At the Pentagon today, Defense Secretary Rumsfeld was stopped in the hallway by a reporter from Reuters, the wire service that refuses to use the word terrorist except in quotes. The reporter asked Rumsfeld, in light of detention of ex-Army Sgt. John Muhammad in the sniper case, if the U.S. military "felt responsible for creating" the alleged killer. Rumsfeld replied, "You have got to be kidding." The reporter said he was not. Rumsfeld said he and the military certainly did not feel responsible.
At the daily briefing later, this exchange ensued:
QUESTION: Could you put that in perspective, in terms of, it's not necessarily a black eye for the military or anything like that?
GEN. RICHARD MYERS, JOINT CHIEFS OF STAFF CHAIRMAN: First, I think it's ludicrous to think this is a black eye on the military. We have what, between active duty and reservists today, over 2.2 million serving.

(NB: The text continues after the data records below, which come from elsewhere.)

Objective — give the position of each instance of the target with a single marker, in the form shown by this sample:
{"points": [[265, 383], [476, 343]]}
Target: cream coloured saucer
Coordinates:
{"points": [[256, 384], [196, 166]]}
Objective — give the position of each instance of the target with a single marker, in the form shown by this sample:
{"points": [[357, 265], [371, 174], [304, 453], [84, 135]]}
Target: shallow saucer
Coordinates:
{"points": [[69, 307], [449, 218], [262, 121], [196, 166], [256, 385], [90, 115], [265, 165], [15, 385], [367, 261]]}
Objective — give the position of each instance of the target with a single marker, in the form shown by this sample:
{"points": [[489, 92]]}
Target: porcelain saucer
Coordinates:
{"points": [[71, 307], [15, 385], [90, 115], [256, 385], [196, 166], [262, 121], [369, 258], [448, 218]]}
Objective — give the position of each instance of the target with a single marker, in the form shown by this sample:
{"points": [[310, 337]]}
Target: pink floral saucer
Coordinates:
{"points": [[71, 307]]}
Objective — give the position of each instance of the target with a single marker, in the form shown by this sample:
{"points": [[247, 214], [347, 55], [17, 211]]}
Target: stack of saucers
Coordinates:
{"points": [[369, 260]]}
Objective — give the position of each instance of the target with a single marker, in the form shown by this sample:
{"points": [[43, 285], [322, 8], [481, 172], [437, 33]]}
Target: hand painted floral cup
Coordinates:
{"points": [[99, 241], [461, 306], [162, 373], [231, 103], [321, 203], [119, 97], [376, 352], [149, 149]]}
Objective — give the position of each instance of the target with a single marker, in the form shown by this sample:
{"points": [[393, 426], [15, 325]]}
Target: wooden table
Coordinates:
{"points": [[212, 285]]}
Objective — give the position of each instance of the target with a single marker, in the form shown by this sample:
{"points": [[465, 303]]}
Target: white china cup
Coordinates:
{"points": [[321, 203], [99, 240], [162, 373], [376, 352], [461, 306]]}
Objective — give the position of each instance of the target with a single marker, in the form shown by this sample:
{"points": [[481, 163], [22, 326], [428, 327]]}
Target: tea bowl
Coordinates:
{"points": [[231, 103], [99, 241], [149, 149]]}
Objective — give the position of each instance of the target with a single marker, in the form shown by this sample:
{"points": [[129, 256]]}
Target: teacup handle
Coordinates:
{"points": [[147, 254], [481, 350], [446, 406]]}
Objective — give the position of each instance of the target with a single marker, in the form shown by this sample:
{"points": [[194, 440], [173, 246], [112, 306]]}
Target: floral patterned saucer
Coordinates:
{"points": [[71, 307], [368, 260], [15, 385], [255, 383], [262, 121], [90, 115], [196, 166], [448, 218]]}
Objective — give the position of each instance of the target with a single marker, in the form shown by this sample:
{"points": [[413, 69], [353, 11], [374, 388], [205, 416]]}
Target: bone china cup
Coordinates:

They turn over at some rate, so there are tens of millions out there who have served.
Offering Words of Wisdom?
As police were closing in on the two suspects in the sniper investigation, Newsday, the Long Island daily newspaper, was publishing a column by the veteran journalist Jimmy Breslin demanding to know why President Bush had continued to travel the country making "these cheap campaign tours." Breslin said the president should have been "helping to repel the attack on Washington" by taking a walk through the Maryland suburbs. As for Attorney General Ashcroft, Breslin said he should have posted the National Guard around schools. He also said of Ashcroft, a devout Christian, "I think he goes to church to pray against people."
No. 1 Target Is Jeb Bush
Democratic National Chairman Terry McAuliffe says his top priority in November is to defeat Florida Gov. Jeb Bush. Speaking to staff at the New York Times, McAuliffe said, "Jeb is gone. There won't be anything as devastating to President Bush as his brother's losing in Florida." The Democratic Party plans to send about 1,000 lawyers to the polls in Florida, part of an army of approximately 10,000 lawyers who have volunteered to work for the Democrats on Election Day. Meanwhile, scandals involving Democratic voter registration efforts have marred their get-out-the vote drives in South Dakota and Wisconsin, and Republicans also claim Democrats have tried to register dead people in Arkansas.